On March 5, Acting OPM Director Kathleen McGettigan issued that guidance, and the message to agencies was clear: If you have implemented a union contract enforcing elements of President Trump’s workforce policies, you must reopen the agreement and negotiate with the union.

“In carrying out this task, agencies should take a hard look at the degree to which, if any, [the executive orders] influenced bargaining-table strategy and decision-making,” McGettigan wrote. “[Biden’s order] neither requires nor prohibits affected agencies from reopening CBAs on other matters not related to subjects covered by [the Trump orders].”

But in the intervening days, union officials at the Social Security Administration said that leadership at the agency have done the bare minimum to move toward compliance with the new order.

Melissa McIntosh, president of the Association of Administrative Law Judges, said the agency last week agreed to cease implementation of a partial contract that it previously had unilaterally imposed despite the fact that a number of contract articles remained in dispute due to litigation over the appointment status of Federal Service Impasses Panel members. But that decision was made after an arbitrator found that the partial contract implementation violated federal labor law.
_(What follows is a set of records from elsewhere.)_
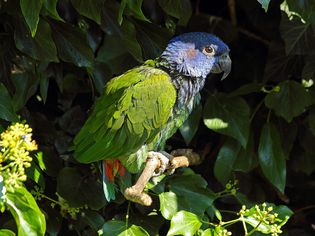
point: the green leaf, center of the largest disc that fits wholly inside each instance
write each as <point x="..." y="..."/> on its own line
<point x="264" y="4"/>
<point x="168" y="204"/>
<point x="290" y="101"/>
<point x="50" y="6"/>
<point x="189" y="187"/>
<point x="31" y="10"/>
<point x="90" y="9"/>
<point x="134" y="230"/>
<point x="228" y="115"/>
<point x="225" y="161"/>
<point x="190" y="126"/>
<point x="25" y="86"/>
<point x="28" y="217"/>
<point x="180" y="9"/>
<point x="72" y="44"/>
<point x="272" y="157"/>
<point x="114" y="227"/>
<point x="6" y="232"/>
<point x="298" y="36"/>
<point x="6" y="105"/>
<point x="131" y="8"/>
<point x="184" y="223"/>
<point x="41" y="47"/>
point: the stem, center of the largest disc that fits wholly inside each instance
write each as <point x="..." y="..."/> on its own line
<point x="253" y="230"/>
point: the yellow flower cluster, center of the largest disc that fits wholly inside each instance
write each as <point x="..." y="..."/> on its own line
<point x="15" y="144"/>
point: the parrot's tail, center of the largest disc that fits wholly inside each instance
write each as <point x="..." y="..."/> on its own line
<point x="111" y="168"/>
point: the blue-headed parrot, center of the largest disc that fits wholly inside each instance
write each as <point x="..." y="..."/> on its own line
<point x="142" y="108"/>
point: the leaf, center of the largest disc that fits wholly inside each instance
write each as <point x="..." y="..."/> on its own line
<point x="264" y="4"/>
<point x="152" y="38"/>
<point x="6" y="105"/>
<point x="31" y="10"/>
<point x="134" y="230"/>
<point x="72" y="44"/>
<point x="180" y="9"/>
<point x="25" y="86"/>
<point x="131" y="8"/>
<point x="6" y="232"/>
<point x="223" y="166"/>
<point x="41" y="47"/>
<point x="271" y="156"/>
<point x="190" y="126"/>
<point x="298" y="36"/>
<point x="228" y="115"/>
<point x="168" y="204"/>
<point x="50" y="6"/>
<point x="90" y="9"/>
<point x="28" y="217"/>
<point x="114" y="227"/>
<point x="290" y="101"/>
<point x="184" y="223"/>
<point x="189" y="187"/>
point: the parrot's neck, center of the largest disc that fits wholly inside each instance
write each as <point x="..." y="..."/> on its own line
<point x="187" y="87"/>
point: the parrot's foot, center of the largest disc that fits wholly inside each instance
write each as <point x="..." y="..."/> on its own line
<point x="156" y="164"/>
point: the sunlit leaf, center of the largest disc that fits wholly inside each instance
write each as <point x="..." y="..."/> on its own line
<point x="272" y="157"/>
<point x="90" y="9"/>
<point x="228" y="115"/>
<point x="184" y="223"/>
<point x="28" y="217"/>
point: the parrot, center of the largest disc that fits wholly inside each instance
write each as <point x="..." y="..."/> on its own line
<point x="142" y="108"/>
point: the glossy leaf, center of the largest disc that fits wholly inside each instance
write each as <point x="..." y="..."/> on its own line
<point x="29" y="218"/>
<point x="271" y="156"/>
<point x="31" y="10"/>
<point x="264" y="4"/>
<point x="228" y="115"/>
<point x="180" y="9"/>
<point x="41" y="47"/>
<point x="290" y="101"/>
<point x="184" y="223"/>
<point x="6" y="105"/>
<point x="225" y="161"/>
<point x="90" y="9"/>
<point x="72" y="44"/>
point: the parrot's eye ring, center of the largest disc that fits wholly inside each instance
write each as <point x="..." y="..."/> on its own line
<point x="208" y="51"/>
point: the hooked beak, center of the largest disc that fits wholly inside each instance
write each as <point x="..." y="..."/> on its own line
<point x="224" y="65"/>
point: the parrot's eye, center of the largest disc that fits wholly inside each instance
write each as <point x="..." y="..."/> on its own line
<point x="208" y="51"/>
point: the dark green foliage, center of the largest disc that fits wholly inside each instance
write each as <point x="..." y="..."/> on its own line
<point x="257" y="126"/>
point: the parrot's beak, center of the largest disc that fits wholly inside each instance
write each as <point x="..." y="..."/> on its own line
<point x="224" y="64"/>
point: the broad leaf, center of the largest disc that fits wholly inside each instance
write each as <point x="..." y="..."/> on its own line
<point x="41" y="47"/>
<point x="90" y="9"/>
<point x="180" y="9"/>
<point x="28" y="217"/>
<point x="184" y="223"/>
<point x="228" y="115"/>
<point x="264" y="4"/>
<point x="190" y="126"/>
<point x="6" y="105"/>
<point x="272" y="157"/>
<point x="72" y="44"/>
<point x="290" y="101"/>
<point x="30" y="10"/>
<point x="225" y="161"/>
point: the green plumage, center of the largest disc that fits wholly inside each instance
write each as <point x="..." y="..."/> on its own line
<point x="130" y="114"/>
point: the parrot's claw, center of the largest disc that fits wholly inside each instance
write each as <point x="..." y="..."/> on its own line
<point x="164" y="159"/>
<point x="156" y="164"/>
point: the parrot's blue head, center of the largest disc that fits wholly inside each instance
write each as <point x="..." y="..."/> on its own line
<point x="197" y="54"/>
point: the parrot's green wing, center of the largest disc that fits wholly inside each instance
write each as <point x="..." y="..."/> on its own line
<point x="130" y="113"/>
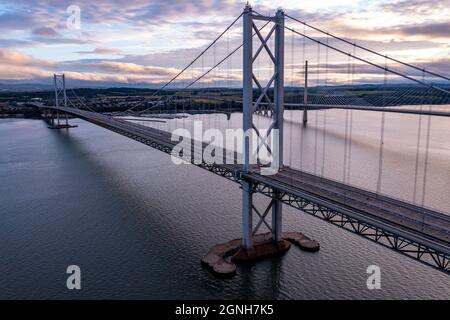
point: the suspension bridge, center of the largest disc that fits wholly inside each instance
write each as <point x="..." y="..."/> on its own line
<point x="248" y="66"/>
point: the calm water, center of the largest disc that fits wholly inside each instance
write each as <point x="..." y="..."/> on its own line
<point x="137" y="225"/>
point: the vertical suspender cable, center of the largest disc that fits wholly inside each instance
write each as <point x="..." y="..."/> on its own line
<point x="316" y="120"/>
<point x="383" y="121"/>
<point x="419" y="133"/>
<point x="324" y="131"/>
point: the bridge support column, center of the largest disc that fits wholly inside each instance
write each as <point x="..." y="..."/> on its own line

“Nothing’s really changed here at SSA,” McIntosh said. “We are happy that they decided to comply with the arbitration award at the 11th hour, but there is so much more that needs to be done.”

McIntosh noted that the agency thus far has not offered to renegotiate any of the contract provisions that are related to the Trump workforce executive orders, and nothing has changed regarding the labor-management “culture.”

“If [Commissioner Andrew] Saul and [Deputy Commissioner David] Black wanted to renegotiate all 29 articles of our contract, they would do that,” she said. “But they haven’t. So what we have so far are somewhat empty gestures and just window dressing. Nothing of substance has happened.”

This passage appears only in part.